UK-based Alia Sheikh is used to being behind the camera. When she isn't working as a filmmaker and Senior Development Producer at the BBC Alia likes to experiment with photography. She backed the Kickstarter campaign for the Petzval 85 lens and has moved on to Instant photography as a way of documenting her travels.
Point. Shoot. The Lomo'Instant Wide camera does its thing, the ﬁlm does its thing. A minute later, you're holding a developed photograph. That's all. That's not all. Travels with an instant camera seem to take on a surreal quality. Previously taciturn friends are suddenly somehow quite able to pose against a dramatic backdrop. Total strangers become friendly acquaintances in the time it takes for a rectangle of white photo paper to ﬁll up with an image.
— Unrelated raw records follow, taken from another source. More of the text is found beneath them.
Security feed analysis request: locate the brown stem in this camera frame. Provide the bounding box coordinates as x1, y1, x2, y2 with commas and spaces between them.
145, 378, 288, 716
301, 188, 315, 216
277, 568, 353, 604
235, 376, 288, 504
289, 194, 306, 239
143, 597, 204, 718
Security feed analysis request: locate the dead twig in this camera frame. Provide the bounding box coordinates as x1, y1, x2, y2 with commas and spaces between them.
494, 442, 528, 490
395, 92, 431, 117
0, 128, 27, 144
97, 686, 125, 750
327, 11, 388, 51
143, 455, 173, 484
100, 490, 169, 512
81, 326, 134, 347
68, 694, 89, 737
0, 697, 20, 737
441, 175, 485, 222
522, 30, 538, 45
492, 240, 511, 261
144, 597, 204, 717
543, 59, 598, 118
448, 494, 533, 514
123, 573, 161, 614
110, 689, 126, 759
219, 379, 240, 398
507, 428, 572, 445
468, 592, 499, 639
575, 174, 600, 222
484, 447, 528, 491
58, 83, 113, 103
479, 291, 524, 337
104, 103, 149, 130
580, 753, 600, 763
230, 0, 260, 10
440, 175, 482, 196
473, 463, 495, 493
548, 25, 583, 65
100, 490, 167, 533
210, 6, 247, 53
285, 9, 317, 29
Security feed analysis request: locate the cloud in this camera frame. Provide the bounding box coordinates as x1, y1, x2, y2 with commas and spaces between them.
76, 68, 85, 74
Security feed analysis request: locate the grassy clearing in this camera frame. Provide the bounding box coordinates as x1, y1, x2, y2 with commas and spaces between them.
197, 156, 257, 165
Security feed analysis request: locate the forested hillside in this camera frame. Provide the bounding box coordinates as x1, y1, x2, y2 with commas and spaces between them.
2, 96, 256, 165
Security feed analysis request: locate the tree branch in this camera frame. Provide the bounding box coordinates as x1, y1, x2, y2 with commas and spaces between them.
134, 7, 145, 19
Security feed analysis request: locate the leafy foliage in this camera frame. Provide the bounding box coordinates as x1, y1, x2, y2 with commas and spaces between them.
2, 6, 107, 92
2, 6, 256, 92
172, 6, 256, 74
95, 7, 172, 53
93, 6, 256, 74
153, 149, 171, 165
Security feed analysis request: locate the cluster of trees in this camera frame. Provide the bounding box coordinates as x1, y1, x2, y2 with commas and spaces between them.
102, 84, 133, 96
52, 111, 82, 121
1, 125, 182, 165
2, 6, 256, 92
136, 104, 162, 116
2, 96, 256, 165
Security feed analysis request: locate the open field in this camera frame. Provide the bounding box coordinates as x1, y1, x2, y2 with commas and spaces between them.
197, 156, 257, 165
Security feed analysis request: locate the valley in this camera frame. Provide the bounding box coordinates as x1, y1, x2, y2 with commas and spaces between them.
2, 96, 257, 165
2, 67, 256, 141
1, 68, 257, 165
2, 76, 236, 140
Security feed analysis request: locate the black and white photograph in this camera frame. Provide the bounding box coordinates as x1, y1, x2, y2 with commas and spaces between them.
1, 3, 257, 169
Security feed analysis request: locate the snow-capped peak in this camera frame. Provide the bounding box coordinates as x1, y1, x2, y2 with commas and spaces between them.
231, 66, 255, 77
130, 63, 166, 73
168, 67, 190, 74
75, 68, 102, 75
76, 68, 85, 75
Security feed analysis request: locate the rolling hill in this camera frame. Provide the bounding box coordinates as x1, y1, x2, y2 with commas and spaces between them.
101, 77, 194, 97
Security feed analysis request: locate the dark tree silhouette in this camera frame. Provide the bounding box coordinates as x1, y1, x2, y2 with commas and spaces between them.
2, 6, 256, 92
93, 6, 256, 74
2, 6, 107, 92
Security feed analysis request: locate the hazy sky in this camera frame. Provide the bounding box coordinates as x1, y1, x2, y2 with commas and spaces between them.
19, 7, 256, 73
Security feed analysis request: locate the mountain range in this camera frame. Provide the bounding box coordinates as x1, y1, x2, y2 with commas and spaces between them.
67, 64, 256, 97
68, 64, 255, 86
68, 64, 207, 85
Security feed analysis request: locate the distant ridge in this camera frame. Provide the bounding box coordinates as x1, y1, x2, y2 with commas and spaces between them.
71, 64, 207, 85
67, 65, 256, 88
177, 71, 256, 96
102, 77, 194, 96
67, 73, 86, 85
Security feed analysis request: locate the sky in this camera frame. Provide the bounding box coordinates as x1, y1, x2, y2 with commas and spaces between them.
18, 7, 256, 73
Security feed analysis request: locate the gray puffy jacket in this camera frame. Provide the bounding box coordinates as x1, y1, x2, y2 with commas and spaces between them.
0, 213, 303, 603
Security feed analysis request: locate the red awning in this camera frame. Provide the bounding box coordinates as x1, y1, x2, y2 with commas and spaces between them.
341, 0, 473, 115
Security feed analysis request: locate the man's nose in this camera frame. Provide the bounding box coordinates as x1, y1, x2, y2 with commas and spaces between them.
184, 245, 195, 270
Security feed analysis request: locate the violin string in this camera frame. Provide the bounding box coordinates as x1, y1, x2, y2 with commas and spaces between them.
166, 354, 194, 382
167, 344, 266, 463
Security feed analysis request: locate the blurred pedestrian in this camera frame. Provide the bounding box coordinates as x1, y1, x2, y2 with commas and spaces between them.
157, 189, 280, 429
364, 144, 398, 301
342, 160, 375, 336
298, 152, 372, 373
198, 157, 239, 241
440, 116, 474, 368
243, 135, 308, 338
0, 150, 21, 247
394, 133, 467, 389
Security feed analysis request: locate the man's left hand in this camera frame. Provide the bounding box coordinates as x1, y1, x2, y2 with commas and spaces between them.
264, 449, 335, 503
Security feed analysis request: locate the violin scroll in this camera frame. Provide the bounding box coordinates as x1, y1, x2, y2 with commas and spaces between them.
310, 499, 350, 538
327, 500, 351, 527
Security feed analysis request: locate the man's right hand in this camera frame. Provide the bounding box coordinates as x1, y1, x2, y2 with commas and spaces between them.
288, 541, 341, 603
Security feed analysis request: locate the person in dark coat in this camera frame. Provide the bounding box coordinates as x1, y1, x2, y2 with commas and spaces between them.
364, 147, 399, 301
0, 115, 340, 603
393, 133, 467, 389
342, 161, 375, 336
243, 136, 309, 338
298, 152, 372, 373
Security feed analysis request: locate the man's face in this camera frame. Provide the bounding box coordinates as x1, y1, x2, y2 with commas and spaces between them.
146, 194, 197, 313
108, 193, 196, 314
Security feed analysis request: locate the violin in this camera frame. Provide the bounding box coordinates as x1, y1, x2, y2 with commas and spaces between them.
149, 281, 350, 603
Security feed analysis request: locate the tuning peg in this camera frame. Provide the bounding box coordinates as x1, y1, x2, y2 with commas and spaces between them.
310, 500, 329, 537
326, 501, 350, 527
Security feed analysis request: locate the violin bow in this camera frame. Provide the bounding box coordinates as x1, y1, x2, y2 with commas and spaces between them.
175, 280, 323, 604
Something about being immediately able to hold the results in your hand seems to make everyone more willing to experiment and I hear 'can we take one more?' more often than 'will you give it a rest already?'. For that alone I would love this camera. It's stranger than that though. I spend longer looking for photos and then take a fraction of the stills I normally would. Mistakes are costly (only 10 shots!) so I take a lot more care, take a deep breath and take only the photos I really want.
I'm glad I know something about composition and lighting because that's the only way I'm going to get to control the image here. I always become a better photographer for it. The image is never quite pin sharp, always a little washed out, the contrast a little softer than in real life and the colours more muted than the ones my eyes are seeing. My friends all start to look like time travellers that forgot to change out of this century's clothes and, when I get home, I have a pocketful of photos that are clearly from the time we were all in a 70's road movie. The camera lies. Beautifully.